I don’t know how many times I’ve heard about how Mozart would compose entire musical scores in his head and only write them down once they were finished. Even authors who stress that creativity requires false starts and hard work have said that Mozart may have been an exception. But maybe he wasn’t.
In his new book How to Fly a Horse, Kevin Ashton says that the Mozart story above is a myth based on a forged letter. According to Ashton,
Mozart’s real letters—to his father, to his sister, and to others—reveal his true creative process. He was exceptionally talented, but he did not write by magic. He sketched his compositions, revised them, and sometimes got stuck. He could not work without a piano or harpsichord. He would set work aside and return to it later. … Masterpieces did not come to him complete in uninterrupted streams of imagination, nor without an instrument, nor did he write them whole and unchanged. The letter is not only forged, it is false.
3 thoughts on “The Mozart Myth”
The first time I’ve heard of it was not long ago, in this course.
If I remember correctly, Craig Wright explained there that the analysis of Mozart’s hand-written scores strongly supports this story (fluently written with very little corrections or erasures, and so on).

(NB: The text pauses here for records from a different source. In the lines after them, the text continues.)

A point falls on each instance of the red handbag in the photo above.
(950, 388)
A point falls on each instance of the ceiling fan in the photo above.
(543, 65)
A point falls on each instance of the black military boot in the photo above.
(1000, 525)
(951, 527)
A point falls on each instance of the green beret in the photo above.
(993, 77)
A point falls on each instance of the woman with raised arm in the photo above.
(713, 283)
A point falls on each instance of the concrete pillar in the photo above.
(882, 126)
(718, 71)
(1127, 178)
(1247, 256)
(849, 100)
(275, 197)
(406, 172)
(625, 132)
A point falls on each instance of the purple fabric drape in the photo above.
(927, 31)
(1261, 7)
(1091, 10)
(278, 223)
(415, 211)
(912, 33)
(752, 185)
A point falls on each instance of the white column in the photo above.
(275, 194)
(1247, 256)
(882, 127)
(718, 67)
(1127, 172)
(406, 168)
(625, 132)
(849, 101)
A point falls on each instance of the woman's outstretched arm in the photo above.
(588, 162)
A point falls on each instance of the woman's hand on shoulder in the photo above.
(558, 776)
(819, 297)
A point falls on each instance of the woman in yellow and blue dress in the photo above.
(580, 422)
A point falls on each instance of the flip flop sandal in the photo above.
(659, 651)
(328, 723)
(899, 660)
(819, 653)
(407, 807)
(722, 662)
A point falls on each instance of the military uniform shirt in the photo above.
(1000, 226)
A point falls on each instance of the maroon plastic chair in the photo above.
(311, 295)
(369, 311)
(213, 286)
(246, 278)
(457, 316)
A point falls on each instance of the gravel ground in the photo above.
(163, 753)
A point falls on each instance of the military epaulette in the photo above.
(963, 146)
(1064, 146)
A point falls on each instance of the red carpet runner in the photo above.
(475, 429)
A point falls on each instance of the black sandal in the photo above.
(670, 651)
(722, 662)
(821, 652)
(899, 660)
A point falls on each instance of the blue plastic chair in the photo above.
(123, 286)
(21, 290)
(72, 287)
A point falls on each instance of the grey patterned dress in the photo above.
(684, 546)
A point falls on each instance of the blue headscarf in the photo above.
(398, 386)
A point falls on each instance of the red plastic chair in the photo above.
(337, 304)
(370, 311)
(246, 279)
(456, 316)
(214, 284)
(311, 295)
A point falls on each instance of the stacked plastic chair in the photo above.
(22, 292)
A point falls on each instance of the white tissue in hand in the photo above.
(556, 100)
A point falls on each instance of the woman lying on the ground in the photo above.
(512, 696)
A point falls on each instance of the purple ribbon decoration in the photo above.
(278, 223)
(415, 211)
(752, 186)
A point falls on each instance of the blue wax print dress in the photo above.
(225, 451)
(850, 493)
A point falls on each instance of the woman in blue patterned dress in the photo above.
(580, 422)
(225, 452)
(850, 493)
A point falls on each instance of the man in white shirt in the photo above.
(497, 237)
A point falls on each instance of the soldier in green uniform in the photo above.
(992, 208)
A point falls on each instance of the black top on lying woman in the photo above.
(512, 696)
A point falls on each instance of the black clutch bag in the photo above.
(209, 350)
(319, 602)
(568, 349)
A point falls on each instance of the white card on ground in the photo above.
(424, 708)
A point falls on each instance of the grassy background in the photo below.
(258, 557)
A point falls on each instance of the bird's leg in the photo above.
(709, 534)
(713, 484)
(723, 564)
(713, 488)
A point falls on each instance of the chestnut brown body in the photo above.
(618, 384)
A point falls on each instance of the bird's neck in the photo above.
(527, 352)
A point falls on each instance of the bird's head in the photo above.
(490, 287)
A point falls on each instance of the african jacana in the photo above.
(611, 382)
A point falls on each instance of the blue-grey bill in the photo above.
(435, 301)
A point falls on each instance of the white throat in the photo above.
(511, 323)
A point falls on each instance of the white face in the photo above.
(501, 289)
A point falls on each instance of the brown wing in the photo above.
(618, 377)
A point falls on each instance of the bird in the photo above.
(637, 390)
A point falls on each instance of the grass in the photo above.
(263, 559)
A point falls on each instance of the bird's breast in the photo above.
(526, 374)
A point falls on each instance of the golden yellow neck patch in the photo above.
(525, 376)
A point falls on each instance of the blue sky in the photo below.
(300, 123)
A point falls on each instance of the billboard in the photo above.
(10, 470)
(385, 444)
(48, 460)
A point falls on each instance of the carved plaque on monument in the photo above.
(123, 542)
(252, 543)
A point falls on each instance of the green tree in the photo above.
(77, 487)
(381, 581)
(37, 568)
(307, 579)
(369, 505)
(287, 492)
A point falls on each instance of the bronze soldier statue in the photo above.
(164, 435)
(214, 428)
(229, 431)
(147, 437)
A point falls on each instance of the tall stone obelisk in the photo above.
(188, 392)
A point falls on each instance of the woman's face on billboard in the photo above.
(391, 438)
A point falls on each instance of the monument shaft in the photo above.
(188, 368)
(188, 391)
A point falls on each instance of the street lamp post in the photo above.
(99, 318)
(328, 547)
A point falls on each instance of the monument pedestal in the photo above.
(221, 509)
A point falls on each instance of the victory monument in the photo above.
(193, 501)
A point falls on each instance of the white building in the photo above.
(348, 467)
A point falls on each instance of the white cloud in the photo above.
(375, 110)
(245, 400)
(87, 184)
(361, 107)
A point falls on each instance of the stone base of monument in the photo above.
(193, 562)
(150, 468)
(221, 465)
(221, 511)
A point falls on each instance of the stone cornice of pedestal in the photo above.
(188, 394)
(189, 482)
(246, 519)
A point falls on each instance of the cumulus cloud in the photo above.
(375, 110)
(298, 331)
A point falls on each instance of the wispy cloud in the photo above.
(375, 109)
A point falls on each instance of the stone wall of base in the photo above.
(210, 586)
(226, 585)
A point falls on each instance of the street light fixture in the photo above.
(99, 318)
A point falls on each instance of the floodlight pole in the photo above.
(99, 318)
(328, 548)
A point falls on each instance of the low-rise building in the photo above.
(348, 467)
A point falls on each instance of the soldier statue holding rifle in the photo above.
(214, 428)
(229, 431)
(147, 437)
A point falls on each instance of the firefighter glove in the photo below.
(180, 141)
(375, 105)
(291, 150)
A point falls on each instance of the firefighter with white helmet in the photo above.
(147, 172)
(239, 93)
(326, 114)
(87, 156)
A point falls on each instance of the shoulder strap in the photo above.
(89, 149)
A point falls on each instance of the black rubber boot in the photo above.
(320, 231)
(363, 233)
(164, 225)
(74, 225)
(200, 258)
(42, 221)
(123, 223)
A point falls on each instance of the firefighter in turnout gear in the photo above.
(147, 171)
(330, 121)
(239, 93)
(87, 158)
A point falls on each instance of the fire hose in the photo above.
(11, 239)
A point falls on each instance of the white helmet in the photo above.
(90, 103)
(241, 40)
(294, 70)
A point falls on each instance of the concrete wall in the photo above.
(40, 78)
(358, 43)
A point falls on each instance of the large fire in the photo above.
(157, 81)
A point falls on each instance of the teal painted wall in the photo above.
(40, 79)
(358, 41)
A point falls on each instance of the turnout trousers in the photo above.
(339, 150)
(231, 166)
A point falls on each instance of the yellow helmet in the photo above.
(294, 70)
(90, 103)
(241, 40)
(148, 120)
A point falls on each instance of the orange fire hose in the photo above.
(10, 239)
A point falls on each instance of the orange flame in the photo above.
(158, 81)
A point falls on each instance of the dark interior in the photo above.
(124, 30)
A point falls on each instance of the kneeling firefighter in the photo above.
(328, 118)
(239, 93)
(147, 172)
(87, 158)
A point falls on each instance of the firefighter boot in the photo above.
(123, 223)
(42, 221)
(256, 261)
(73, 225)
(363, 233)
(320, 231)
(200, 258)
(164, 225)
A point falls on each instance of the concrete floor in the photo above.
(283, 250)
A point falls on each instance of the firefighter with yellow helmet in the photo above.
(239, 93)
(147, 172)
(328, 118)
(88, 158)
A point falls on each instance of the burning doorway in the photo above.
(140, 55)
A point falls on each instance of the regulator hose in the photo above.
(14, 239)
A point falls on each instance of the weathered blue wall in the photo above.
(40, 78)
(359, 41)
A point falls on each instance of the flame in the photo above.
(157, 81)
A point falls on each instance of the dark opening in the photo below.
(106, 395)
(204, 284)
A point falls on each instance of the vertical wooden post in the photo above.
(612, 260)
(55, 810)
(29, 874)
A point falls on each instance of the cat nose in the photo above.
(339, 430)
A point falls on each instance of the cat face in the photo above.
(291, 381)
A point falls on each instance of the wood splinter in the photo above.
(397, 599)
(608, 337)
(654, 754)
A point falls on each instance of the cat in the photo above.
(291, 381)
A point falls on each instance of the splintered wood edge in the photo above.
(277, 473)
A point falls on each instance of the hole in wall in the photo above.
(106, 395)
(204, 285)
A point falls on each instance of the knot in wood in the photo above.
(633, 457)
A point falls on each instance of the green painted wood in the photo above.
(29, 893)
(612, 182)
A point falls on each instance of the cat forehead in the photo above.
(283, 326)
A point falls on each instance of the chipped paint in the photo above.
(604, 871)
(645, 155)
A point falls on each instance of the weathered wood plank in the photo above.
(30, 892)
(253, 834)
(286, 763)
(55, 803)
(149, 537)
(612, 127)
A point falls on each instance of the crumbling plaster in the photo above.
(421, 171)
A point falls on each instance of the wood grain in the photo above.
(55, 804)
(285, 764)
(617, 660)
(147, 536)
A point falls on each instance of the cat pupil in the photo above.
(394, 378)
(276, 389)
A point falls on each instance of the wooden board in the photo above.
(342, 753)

Omer: Maybe Mozart composed his works in fits and starts, working at a keyboard, memorizing the compositions as they grew. Then he could indeed write the scores out fluently at the end. That would be consistent with what Kevin Ashton and Craig Wright both have to say.
Many scholars have studied Mozart’s compositional process by analysing his Requiem—which, as is well-known, was left unfinished. Mozart probably needed to have at least a general idea of the structure of a composition before he began writing (remember, paper was expensive back then, too, so keep practical considerations in mind). He would often sketch out (in the case of the Requiem at least) the most important things, vocals and figured bass, as well as indications for the instrumentation in this case. That way, he could go back and finish the orchestration—an easy task usually saved for last—at a later time, since the indications are there to remind him of what he was thinking.
The inauthentic letter was actually forged by Friedrich Rochlitz, in one of his several “factually tainted” anecdotes. Romanticism in the 19th century has largely contributed to the several myths about Mozart.